Rochelle News-Leader | Norm Skare and an oasis of wilderness
“I always wondered how a real estate man could buy up a farm and put a whole city on it,” he said. “I don’t think it’s right. When we first came out here there was just one other house in the whole area. Now there is a subdivision across the street. I guess I could have gotten a good price for this place, but when I was young, I used to walk in these pretty woods along Kyte Creek with its clear water and think, ‘Someday this would make a good park.’”
So said Norman Lincoln Skare. At the end of the 1800s, John and Martha Skare moved from Norway to the United States of America. They finally settled in Rochelle where they raised their family.
John was an excavator, he dug trenches. John laid some of the first water and sewer lines in our community. John once said that he had shoveled dirt on every road in Rochelle. Norman Lincoln Skare was born on July 22, 1904 in Rochelle. Norm attended Lincoln School and often commented that his class walked down to the railroad tracks to see the Theodore Roosevelt train.
It was 1929 when John and Martha purchased their farm west of Rochelle. The farm was located along an old wagon trail that ran west from Rochelle and intersected Kyte Creek. Today the farm would be at the intersection of Flagg Road and Skare Road on the northwest corner.
The family of six (three sons and one daughter) occupied a small house on 38 acres of mostly wooded land. Martha passed in 1948, her husband John had preceded her in death as had one son and a daughter. The remaining two sons were Robert and Norman.
Robert lived in Rockford and Norm still dwelt at the family farm. Norm worked many years at Rochelle Canning. He also tended to the farm. Norm never married but his farm featured raspberries, strawberries, blackberries, plums, apples, pears and peaches. The chance to pick your own while walking through 38 wooded acres was quite the draw to Rochelle’s city folk.
As the area grew, Norm’s became a magnet for young children to explore and challenge the adventures of nature. Norm allowed young boys and girls to camp on his land, spending the night in the wilds offered by the wooded land. In the morning he might offer apple cider or some fresh honey from his bee hives.
As time passed, an aging Norm Skare lived his life as he always had. He chopped wood to heat his home in the winter, he walked outside to hand pump water for cleaning and cooking. Food was cooked on one of the two wood stoves.
Norm did allow electricity. He enjoyed listening to the radio. At one time Norm had a television but it broke down and he never had it fixed.

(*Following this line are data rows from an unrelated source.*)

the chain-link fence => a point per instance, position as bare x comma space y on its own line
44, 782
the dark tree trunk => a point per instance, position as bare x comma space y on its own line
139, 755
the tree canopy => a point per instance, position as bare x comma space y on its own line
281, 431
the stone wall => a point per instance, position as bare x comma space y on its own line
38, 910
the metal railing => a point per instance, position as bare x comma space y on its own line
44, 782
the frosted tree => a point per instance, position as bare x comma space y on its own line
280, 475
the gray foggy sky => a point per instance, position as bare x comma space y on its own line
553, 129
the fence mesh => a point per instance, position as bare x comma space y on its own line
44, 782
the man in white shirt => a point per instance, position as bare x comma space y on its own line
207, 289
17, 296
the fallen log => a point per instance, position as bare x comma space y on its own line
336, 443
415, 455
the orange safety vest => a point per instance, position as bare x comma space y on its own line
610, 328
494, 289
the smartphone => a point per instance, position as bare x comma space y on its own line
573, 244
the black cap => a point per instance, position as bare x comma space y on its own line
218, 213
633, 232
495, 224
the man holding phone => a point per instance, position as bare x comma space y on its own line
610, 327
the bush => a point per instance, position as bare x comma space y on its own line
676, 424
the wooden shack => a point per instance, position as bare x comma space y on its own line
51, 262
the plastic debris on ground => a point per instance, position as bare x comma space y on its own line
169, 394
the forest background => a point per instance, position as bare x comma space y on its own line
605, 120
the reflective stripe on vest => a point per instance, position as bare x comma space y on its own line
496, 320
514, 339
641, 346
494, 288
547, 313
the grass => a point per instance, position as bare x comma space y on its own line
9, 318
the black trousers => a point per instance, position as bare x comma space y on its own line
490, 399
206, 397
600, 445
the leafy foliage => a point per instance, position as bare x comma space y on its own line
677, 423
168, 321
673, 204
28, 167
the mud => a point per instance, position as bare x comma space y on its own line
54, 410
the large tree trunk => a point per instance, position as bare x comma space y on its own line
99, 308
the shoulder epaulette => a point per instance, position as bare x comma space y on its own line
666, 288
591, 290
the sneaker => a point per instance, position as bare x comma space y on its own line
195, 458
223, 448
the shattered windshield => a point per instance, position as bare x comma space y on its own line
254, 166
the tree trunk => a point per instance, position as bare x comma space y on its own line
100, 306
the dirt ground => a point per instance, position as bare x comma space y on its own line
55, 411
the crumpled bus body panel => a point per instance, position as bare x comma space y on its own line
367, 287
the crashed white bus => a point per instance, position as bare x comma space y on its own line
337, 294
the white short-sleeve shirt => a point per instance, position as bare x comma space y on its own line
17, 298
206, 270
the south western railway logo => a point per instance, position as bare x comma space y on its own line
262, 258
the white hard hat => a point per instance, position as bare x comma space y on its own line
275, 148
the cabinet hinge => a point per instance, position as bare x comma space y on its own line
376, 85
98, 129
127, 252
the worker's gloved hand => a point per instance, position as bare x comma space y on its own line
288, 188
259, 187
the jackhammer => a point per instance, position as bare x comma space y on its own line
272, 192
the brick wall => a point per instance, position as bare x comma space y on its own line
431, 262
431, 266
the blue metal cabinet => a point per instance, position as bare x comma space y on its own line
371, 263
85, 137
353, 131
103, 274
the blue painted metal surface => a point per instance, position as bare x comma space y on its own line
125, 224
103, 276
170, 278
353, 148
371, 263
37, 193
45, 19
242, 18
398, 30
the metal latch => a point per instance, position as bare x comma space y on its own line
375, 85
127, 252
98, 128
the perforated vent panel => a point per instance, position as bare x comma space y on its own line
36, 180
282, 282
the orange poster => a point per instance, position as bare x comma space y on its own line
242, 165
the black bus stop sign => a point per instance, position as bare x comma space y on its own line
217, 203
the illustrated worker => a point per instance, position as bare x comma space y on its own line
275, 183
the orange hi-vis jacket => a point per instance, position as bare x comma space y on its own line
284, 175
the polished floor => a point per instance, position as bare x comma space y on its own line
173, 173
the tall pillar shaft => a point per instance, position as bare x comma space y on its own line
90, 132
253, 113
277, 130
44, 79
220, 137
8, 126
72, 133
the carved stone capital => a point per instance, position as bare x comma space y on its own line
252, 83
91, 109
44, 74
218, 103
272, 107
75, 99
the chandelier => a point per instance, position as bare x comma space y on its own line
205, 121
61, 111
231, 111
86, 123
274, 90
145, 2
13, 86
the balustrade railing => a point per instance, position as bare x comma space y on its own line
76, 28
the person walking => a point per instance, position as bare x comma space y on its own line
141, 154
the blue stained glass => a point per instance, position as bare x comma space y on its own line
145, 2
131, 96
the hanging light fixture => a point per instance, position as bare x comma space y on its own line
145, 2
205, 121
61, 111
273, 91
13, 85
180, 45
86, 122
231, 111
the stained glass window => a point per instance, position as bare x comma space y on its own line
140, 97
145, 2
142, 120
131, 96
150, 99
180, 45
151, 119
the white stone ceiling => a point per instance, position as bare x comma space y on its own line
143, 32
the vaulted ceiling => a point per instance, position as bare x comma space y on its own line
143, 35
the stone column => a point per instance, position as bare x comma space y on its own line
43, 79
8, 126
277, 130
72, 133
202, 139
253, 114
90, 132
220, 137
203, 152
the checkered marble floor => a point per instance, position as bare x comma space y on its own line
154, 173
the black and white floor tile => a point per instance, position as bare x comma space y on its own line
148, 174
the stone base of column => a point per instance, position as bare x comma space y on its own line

The white and red oaks growing on Norm’s farm made the area an oasis of wilderness in a sea of soy beans and corn. The Flagg-Rochelle Park District purchased about 280 acres from the Macklin brothers with the intention of creating a park. Norm loved the thought of a large rural park for the people of the are to enjoy for years to come.
It was in 1972 that Norm donated his 38 acres to the park district. With land in the area selling for up to $15,000 an acre, the value of the property could be more than $500,000. Norm agreed to give the land but reserved the right to live at the farm until the time of his death.
To date, Norm Skare holds the record for the largest donation ever to the park district. The park district returned the favor. As Norm aged and had more and more difficulty living on his own, the park district came to his aide. Park employees would check on Norm’s welfare and see to any needs he might have. They chopped and stacked wood while making sure he was in good health. In 1988, Norm passed, and the park district developed the area, but only minimally. In 1997, a small Norm Skare Museum was added, utilizing an existing corn shed. The trees remain with a small disc golf course threaded through the property.
Even today, when driving by or walking through the trees at Skare Park, one can almost hear Norm say, “Come again, and if you see spring, bring it along.”
Tom McDermott is a Flagg Township Museum historian and Rochelle city councilman.